Constantly checking for emails and text messages is the modern equivalent of sucking your thumb. The afflicted fall into a blind panic if they lose their phones — which can happen in the most unusual circumstances, according to a report published this week.

One woman lost her Nokia when she baked it into a Victoria sponge cake intended for her daughter’s birthday party. How did that happen? Was she using some kind of wooden spoon app to stir the mixture?

Another lady complained that her Samsung Galaxy was snatched by a rogue seagull while she was walking her dog on Barry Island in South Wales.

That’s right up there with the man who told his insurance company his iPhone had been stolen by monkeys at Longleat Safari Park. He was trying to film the animals at the time.

Camera phones have convinced everyone they are the next David Bailey. (Is he still with the Tremeloes?) Britain is in the grip of a Japanese-style epidemic of serial photography. It has killed any concept of privacy, as the world is awash with amateur part-time paparazzi.

Jeremy Clarkson knows he’s fair game, but quite rightly drew the line when someone took a photograph of him emerging from a portable toilet during a Top Gear film shoot. I’m reminded of the time a few years ago, before mobile phones achieved universal ubiquity, when I was washing my hands in a pub lavatory.

From behind the locked door of Trap Three came the shrill sound of a ringtone. (Popeye The Sailor Man, if I recall correctly.) This was followed by a muffled voice, which said: “I can’t talk now, I’m on the toilet.” Why didn’t he turn off his phone before entering the cubicle?

More to the point, why did he feel the need to answer it, let alone explain to the caller precisely what he was doing at the time?

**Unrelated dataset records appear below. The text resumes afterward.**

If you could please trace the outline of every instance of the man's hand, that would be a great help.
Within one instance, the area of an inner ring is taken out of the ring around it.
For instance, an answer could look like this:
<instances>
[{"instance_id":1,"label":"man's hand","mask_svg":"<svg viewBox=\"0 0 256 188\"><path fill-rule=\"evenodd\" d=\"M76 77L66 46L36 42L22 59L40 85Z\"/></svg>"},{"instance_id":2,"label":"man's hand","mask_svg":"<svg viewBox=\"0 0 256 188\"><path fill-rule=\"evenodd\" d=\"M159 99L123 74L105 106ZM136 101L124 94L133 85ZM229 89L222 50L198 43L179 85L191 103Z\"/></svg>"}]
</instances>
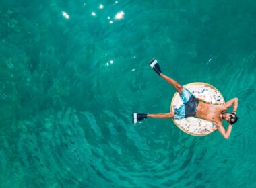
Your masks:
<instances>
[{"instance_id":1,"label":"man's hand","mask_svg":"<svg viewBox=\"0 0 256 188\"><path fill-rule=\"evenodd\" d=\"M220 133L226 139L228 139L230 136L232 131L232 124L229 124L227 130L225 130L225 128L223 126L222 122L219 124L216 124L217 128L219 130Z\"/></svg>"},{"instance_id":2,"label":"man's hand","mask_svg":"<svg viewBox=\"0 0 256 188\"><path fill-rule=\"evenodd\" d=\"M238 98L232 99L225 104L225 107L227 109L232 105L233 105L233 113L236 114L237 107L238 107Z\"/></svg>"}]
</instances>

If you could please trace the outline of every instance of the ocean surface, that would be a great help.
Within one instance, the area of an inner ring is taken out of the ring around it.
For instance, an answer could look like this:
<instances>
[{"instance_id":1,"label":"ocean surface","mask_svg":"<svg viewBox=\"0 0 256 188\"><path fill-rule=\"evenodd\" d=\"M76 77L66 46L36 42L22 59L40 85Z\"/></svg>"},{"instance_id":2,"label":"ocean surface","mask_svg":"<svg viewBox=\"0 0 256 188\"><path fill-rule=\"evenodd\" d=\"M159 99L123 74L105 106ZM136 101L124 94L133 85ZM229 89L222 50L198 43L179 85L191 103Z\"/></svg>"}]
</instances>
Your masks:
<instances>
[{"instance_id":1,"label":"ocean surface","mask_svg":"<svg viewBox=\"0 0 256 188\"><path fill-rule=\"evenodd\" d=\"M253 0L1 0L0 187L256 187L255 19ZM131 123L175 93L153 58L239 98L229 140Z\"/></svg>"}]
</instances>

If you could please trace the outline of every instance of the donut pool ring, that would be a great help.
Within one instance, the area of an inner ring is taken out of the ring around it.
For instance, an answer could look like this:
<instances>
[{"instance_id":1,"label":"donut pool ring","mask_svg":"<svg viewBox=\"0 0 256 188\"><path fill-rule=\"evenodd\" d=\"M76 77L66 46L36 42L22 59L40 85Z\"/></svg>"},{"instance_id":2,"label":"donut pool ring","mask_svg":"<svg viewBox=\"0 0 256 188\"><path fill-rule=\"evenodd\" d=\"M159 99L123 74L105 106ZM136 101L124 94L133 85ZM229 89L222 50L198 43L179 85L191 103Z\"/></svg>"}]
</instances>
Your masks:
<instances>
[{"instance_id":1,"label":"donut pool ring","mask_svg":"<svg viewBox=\"0 0 256 188\"><path fill-rule=\"evenodd\" d=\"M184 85L199 101L207 103L223 105L225 100L220 92L214 86L205 83L191 83ZM178 108L183 102L176 92L170 104L170 111ZM216 126L209 121L195 117L174 119L173 122L181 130L193 136L205 136L217 130Z\"/></svg>"}]
</instances>

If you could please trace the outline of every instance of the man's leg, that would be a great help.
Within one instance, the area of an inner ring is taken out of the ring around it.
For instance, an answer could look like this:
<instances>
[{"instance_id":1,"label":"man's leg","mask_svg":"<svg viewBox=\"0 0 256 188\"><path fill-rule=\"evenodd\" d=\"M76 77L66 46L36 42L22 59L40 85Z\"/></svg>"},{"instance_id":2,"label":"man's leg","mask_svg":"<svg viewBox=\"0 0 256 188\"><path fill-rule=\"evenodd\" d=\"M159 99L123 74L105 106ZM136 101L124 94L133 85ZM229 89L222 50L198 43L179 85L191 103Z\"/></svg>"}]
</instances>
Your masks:
<instances>
[{"instance_id":1,"label":"man's leg","mask_svg":"<svg viewBox=\"0 0 256 188\"><path fill-rule=\"evenodd\" d=\"M163 73L162 73L161 68L159 66L159 64L156 59L153 59L153 60L150 62L150 66L153 68L154 70L156 71L156 73L161 77L164 78L166 81L167 81L169 83L170 83L172 85L173 85L176 89L177 90L178 93L181 94L183 87L180 85L177 81L167 77L166 75L164 75Z\"/></svg>"},{"instance_id":2,"label":"man's leg","mask_svg":"<svg viewBox=\"0 0 256 188\"><path fill-rule=\"evenodd\" d=\"M158 114L133 113L132 114L133 123L136 124L137 122L142 121L149 117L154 118L172 118L174 117L174 112Z\"/></svg>"},{"instance_id":3,"label":"man's leg","mask_svg":"<svg viewBox=\"0 0 256 188\"><path fill-rule=\"evenodd\" d=\"M164 75L163 73L160 74L160 77L164 78L166 81L168 81L169 83L170 83L172 85L173 85L176 90L178 91L179 94L181 93L181 91L183 89L183 87L179 84L177 81L167 77L166 75Z\"/></svg>"},{"instance_id":4,"label":"man's leg","mask_svg":"<svg viewBox=\"0 0 256 188\"><path fill-rule=\"evenodd\" d=\"M147 114L147 117L154 118L173 118L174 117L174 112L170 112L167 113L158 113L158 114Z\"/></svg>"}]
</instances>

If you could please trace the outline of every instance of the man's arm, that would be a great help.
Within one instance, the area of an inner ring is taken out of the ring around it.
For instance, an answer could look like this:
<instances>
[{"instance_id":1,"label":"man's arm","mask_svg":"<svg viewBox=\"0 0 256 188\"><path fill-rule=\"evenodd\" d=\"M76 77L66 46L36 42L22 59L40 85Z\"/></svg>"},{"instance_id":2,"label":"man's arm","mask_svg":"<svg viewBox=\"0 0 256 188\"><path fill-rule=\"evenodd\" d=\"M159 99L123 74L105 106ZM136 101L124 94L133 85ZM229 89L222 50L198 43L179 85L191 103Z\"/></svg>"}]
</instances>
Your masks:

What seemed back then to be bizarre behaviour is now commonplace. Walk into any gents’ toilet (you’ll have to trust me on this, ladies) and at least one of the men at the urinals will be speaking on a cell phone propped between his ear and his shoulder.

That would explain how a construction worker cited in this week’s report put in a claim for a phone that he said he had dropped down the toilet. Sounds like a job for Dyno-Rod.

Look, I’m no Luddite. I’ve got an iPhone and it helps make my life easier. But I don’t subjugate myself to its seductive charms. I turn it off in restaurants and wouldn’t dream of holding a telephone conversation in a crowded pub.

Yet go into any bar in Britain and it’s like entering an electronic Tower of Babel. Most of the punters have phones clamped to their ears and are jabbering away oblivious to their drinking partners.

It’s the antithesis of what pubs were designed for, not to mention downright rude.

Call me old-fashioned, but in my Fleet Street days we would bung the barman to say we’d just left if the office rang on the public pay phone. These days, failure to answer the mobile instantly, day or night, is probably a sacking offence.

Frankly, I’m at a loss to imagine what all these mobile phone addicts find to talk about all day, every day. I have enough trouble coming up with material to fill this column twice a week.

Which is probably why today I’m writing about a farmer who managed to get his iPhone stuck up a cow’s rear end.